Réflexion née de l’écoute de Philippe Martinez (CGT), matinale Inter du 3 avril 2018. Grève générale, jour 1. Son propos ne mentionne pas les éléments qui sont, selon moi, les plus importants : le problème de pointer du doigt les cheminots ou les fonctionnaires, et leurs éventuels “privilèges”, c’est dit, mais il ne parle que rarement de la similitude de condition entre tous les éléments de la société. L’opinion publiquen dans sa majorité, dit : les cheminots sont les seuls à avoir des privilèges. Enlevons-leur, car nous-même n’en avons pas. Là où il faudrait plutôt en faire une relique sacrée, le dernier des bastions, le point après lequel on ne peut pas reculer devant la précarisation. Fort Alamo. El-Alamein. J’ai un autre problème ; c’est le manque de perspectives historiques proposées par Mr Martinez : dire à nouveau, rabâcher, que tous les droits ont été acquis par la confrontation, que ces droits ne sont pas un état 0 de la condition du travailleur. L’état 0, c’est l’exploitation par le capital, les droits sont acquis, c’est du progrès. Sauf qu’à ce rythme là, l’état 0, on y retourne. Bref, mettre les choses en perspective : parler aux non syndiqués, et donner des éléments historiques. Dire que les droits sont des biens communs, et pas des lubies anachroniques de syndicalistes. Philippe Martinez, ainsi que beaucoup des leaders syndicaux que j’ai pu entendre, n’en sont, la plupart du temps, pas capables. Ils parlent des syndicats, ils semblent voir les choses du fond de leurs assemblées, et refuser tout apport discursif externe. Mr Martinez semble vouloir qu’on prenne tout : son discours, son positionnement, ses mots. Sinon, ce n’est pas la peine…

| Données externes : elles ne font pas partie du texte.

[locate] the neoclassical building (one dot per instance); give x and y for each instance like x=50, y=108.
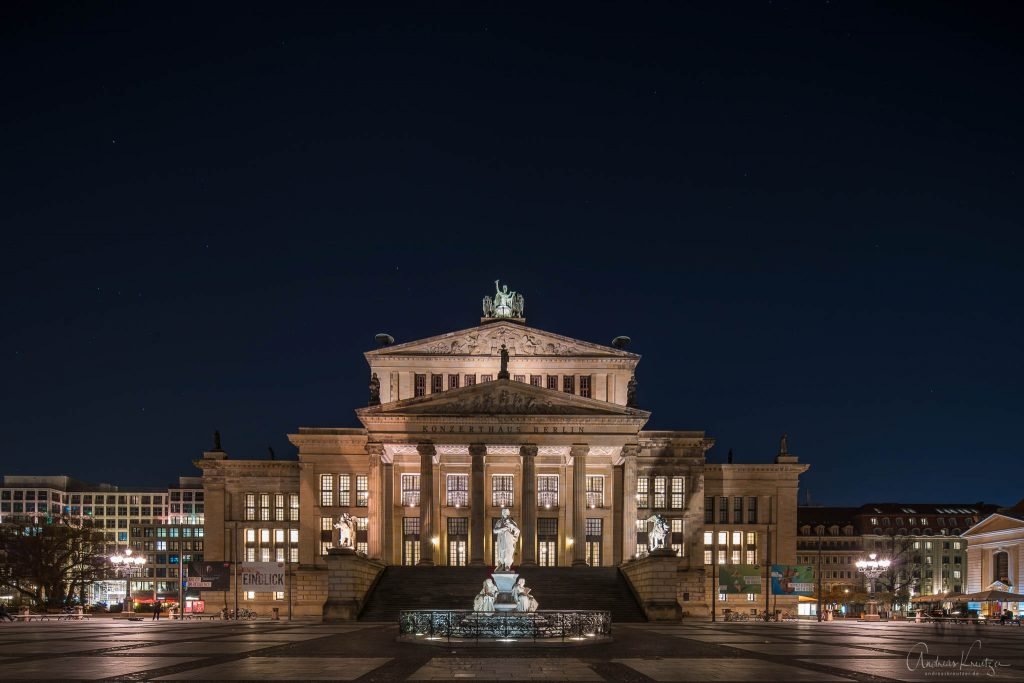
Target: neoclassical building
x=501, y=415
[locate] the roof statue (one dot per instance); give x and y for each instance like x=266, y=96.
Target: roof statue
x=504, y=303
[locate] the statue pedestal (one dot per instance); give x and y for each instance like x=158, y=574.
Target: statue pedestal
x=505, y=581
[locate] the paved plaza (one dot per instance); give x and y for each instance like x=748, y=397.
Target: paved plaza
x=122, y=650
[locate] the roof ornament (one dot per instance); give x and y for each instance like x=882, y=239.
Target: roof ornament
x=504, y=303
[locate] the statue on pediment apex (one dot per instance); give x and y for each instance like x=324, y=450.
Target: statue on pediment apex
x=504, y=303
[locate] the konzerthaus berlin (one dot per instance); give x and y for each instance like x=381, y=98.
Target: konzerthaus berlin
x=503, y=415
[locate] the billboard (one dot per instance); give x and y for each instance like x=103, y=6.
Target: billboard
x=262, y=577
x=793, y=580
x=210, y=575
x=738, y=579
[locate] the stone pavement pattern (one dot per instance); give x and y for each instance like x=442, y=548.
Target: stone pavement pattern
x=118, y=650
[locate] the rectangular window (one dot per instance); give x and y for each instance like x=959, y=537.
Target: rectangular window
x=643, y=493
x=501, y=491
x=458, y=489
x=361, y=491
x=678, y=493
x=547, y=491
x=595, y=491
x=327, y=491
x=660, y=484
x=411, y=491
x=344, y=489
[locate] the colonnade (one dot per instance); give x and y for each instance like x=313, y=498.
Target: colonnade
x=381, y=502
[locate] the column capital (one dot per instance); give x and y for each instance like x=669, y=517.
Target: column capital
x=528, y=450
x=579, y=450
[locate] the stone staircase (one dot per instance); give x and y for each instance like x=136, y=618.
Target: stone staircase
x=454, y=588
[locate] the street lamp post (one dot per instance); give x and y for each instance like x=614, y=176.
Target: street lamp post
x=871, y=568
x=127, y=565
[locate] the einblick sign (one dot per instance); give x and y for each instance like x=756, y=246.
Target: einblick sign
x=262, y=577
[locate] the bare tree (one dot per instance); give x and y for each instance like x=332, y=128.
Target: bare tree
x=48, y=564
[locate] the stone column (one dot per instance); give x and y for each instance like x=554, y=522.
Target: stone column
x=579, y=453
x=426, y=452
x=528, y=454
x=630, y=452
x=387, y=551
x=477, y=521
x=375, y=530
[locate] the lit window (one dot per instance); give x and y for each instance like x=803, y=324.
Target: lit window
x=458, y=489
x=327, y=491
x=344, y=489
x=411, y=489
x=595, y=491
x=547, y=491
x=501, y=491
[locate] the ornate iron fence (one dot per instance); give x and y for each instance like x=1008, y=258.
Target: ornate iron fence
x=468, y=625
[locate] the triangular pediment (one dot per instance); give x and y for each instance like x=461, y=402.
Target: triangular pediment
x=487, y=339
x=502, y=397
x=995, y=522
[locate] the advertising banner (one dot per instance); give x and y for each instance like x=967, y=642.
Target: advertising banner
x=210, y=575
x=793, y=580
x=738, y=579
x=262, y=577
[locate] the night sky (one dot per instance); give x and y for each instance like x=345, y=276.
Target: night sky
x=808, y=217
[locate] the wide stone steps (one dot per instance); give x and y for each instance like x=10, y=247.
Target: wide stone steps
x=453, y=588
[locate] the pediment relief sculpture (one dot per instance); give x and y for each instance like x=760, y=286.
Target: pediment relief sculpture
x=486, y=340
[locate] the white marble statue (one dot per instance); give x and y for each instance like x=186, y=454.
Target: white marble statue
x=506, y=538
x=346, y=530
x=658, y=532
x=484, y=600
x=524, y=602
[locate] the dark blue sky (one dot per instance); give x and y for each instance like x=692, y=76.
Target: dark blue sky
x=807, y=215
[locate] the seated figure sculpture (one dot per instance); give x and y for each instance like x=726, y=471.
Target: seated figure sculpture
x=524, y=602
x=484, y=600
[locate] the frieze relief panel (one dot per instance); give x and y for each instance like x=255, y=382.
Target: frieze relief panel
x=487, y=340
x=504, y=401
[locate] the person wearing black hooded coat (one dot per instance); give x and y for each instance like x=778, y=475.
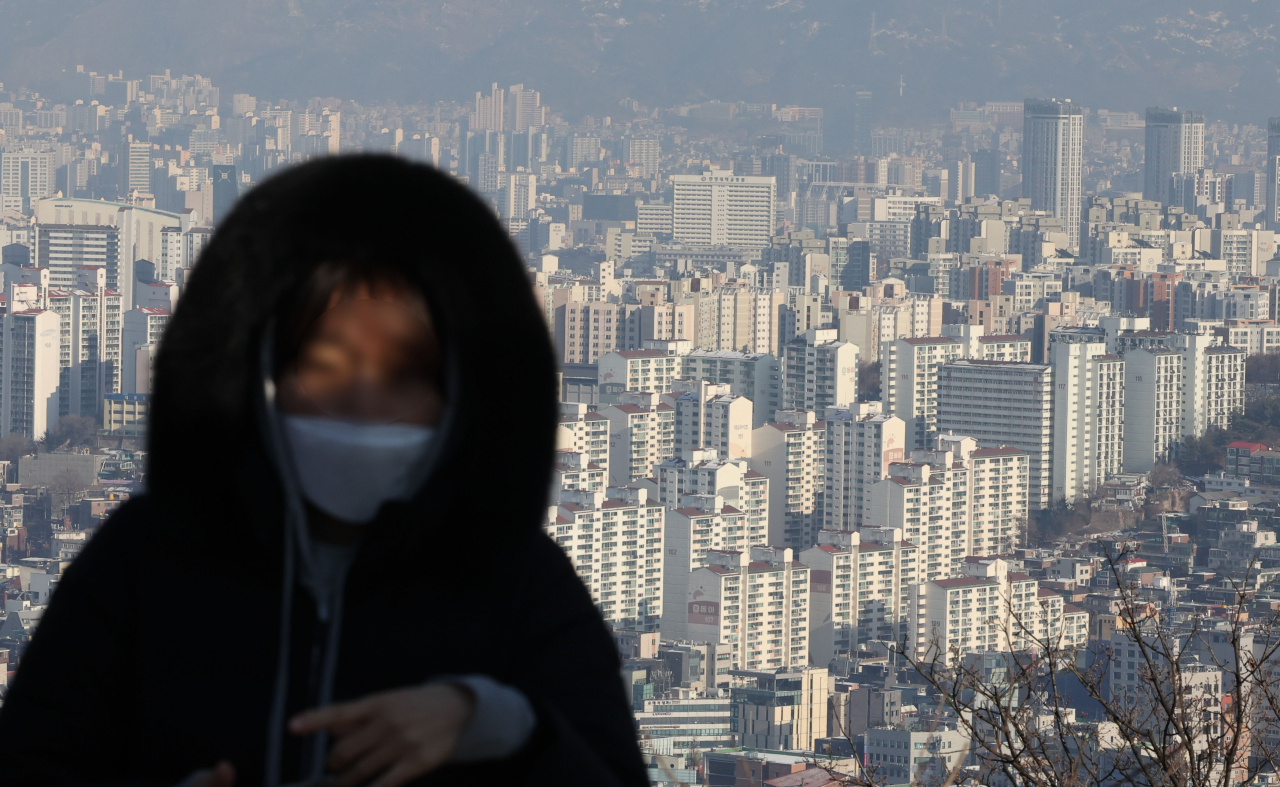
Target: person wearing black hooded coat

Cela m’amène à ce parallèle avec le design graphique. Certains designers, qui pratique cette discipline dans la perspective d’aider certaines causes sociales, comme a pu le faire Grapus dans les années 80, pensent qu’il est nécessaire pour cela de développer un autre langage graphique. Le langage commun, la doxa publicitaire, ne peut pas aider ces causes là, car son rôle est de vendre, c’est la raison de son existence. À l’autre bout, on remarque aussi que les propos graphiques développés à l’extérieur de ce champ majoritaire n’atteignent que très rarement le gros de la troupe, la masse des mass media. Comment le design peut aider de cette façon là ? En attendant que le consommateur, lassé, redevienne citoyen, acteur, réévalue l’importance d’un regard sain, lavé des scories de la nécessité publicitaire ? Pourquoi pas, mais ce changement semble trop lent, trop marginal, pour avoir un effet dans le temps que l’impératif écologique nous laisse. Comme Philippe Martinez peine à convaincre hors de la sphère des convaincus (dont je fais partie, soit dit en passant, au moins pour une bonne partie des revendications des cheminots), un graphisme totalement débarrassé des points de contact visuels semble avoir une portée trop faible. L’idée d’un graphisme transitionnel, qui serait un subtil mélange de déclencheurs visuels éprouvés par la pub (ces triggers chéris par les marketeux) et de propositions de langage qui ouvre la voie à un ailleurs, à un début de réflexion, peut être une piste.